Winter Gear employees, Hernandez, 57, and Pineda, 37, say they typically worked nine to 12 hours on weekdays and four to five hours on Saturdays sewing Fechheimer’s pricey Alitta-brand bicycle-patrol jackets and shorts without receiving overtime wages and sometimes earning less than straight-time minimum wage.
The two workers claim that Winter Gear failed to pay them $19,000 in combined earnings over the past six years, and with help from the newly formed Garment Worker Center, they wrapped up settlement negotiations this month. To avoid a protracted legal battle and because labor laws only allow employees to recover three years of back wages, Hernandez and Pineda accepted a settlement of $3,400.
Mario Salguero, who runs Winter Gear with his wife, Corina, calls the labor violations “a misunderstanding with the workers. We‘ve talked to them, and we’re going to pay them what we owe.”
Winter Gear is housed in a cement-block warehouse with one massive corrugated-metal door that Pineda says his bosses would shut at 3:30 p.m. weekdays and on Saturdays to hide the overtime hours being worked within.
In the main windowless work area, row after row of Latino men and women sit hunched over sewing machines, surrounded by stacks of fabric. Hanging on metal racks are jackets emblazoned with patches for the Los Angeles County Sheriff‘s Department, the New York Police Department, Santa Monica College and various Las Vegas casinos.

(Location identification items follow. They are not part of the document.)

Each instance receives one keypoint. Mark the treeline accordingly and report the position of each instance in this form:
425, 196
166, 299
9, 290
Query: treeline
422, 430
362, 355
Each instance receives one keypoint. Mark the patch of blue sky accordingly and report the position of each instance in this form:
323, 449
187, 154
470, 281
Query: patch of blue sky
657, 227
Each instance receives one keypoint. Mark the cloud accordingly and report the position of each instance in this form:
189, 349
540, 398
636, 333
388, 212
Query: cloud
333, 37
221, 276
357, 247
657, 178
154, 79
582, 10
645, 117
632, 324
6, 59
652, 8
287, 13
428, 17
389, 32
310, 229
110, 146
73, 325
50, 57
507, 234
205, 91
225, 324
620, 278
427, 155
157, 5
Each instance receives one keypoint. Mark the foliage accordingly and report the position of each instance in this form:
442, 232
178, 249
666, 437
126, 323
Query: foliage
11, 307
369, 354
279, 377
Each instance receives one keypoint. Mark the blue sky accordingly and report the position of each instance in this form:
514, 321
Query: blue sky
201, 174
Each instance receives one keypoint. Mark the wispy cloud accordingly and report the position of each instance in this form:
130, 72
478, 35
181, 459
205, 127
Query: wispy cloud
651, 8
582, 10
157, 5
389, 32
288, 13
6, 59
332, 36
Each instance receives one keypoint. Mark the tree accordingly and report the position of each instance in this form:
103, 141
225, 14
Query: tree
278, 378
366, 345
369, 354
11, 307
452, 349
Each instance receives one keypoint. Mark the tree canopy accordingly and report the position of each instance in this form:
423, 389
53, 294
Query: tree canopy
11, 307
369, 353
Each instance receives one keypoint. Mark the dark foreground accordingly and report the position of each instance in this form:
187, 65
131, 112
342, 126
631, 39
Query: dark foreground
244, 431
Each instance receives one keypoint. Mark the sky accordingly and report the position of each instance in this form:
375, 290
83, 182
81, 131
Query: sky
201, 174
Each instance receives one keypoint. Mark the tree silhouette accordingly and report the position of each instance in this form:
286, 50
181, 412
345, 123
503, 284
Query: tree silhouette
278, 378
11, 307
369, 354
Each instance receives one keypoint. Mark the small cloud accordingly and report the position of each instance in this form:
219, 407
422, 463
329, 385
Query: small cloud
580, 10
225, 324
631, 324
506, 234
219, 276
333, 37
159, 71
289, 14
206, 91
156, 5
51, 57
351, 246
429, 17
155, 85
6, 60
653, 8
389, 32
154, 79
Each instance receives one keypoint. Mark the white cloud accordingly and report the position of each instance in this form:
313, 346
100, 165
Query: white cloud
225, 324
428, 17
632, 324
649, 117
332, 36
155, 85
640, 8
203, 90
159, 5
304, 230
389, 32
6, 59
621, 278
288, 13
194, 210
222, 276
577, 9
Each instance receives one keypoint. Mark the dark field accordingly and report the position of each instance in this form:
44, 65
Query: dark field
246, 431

Hernandez began at the factory in 1998 and was initially paid a piece rate for every item he sewed. This forced him to toil quickly for long hours, but he still often failed to earn minimum wage, which employers are required by law to guarantee.
One week in August of 1998, for instance, Hernandez made just $307.15 for 63 hours of labor. Pay periods were erratic, he says, and his bosses would get angry when he asked for his check. Hernandez was laid off last October.
When Pineda began working at Winter Gear in 1995, he says, he was forbidden to punch his time card on Saturdays, and he claims the company sometimes paid him nothing at all for his Saturday hours. Pineda began secretly clocking in on the back side of the card so he would have proof of his weekend work.
Even on weekdays, Pineda would start working at 7 a.m., punch out after eight hours and then keep working off the clock. “Sometimes, we would have to finish the order from Alitta. We’d be on deadline, and we‘d stay until 10 at night,” he recalls. “From so much working, my back hurts now, and also my vision is screwed up. I can’t see at night.”
Pineda, who supports a wife and three kids with no benefits, sick days or vacation pay, says he was laid off in January after missing a couple of days of work and refusing to stay longer than 40 hours a week without overtime pay. Over the years, he saw many co-workers fired with no notice.
“People would go take a break and someone else would be working at their machine,” he says. “Because I saw before how they treated people badly and laughed, I prepared myself that when I got fired, I‘d do something.”
Pineda claims that failure to pay overtime, to guarantee the minimum wage to piece-rate workers and to provide all the legally required breaks were standard practice at Winter Gear. Because many of the employees are undocumented immigrants who need any work they can get, few have been willing to complain.
“They’re cheating the workers,” Pineda says, but “they‘re here illegally, so they won’t do anything.”
Salguero denies that the problems encountered by Hernandez and Pineda are widespread. “Some workers work one or two hours more, but not like these two workers,” he says. To be certain, he‘s been examining the past three years of timecards for all his employees, and “We’re going to take care of them.”
“We‘ve been asking everyone their status, and they say it’s okay,” he explains. “No one else has complained. We asked them if they got paid, and everybody said yes. I explained that no one was going to get fired for this. I told them to tell me if they work overtime and don‘t get paid, and they say no.”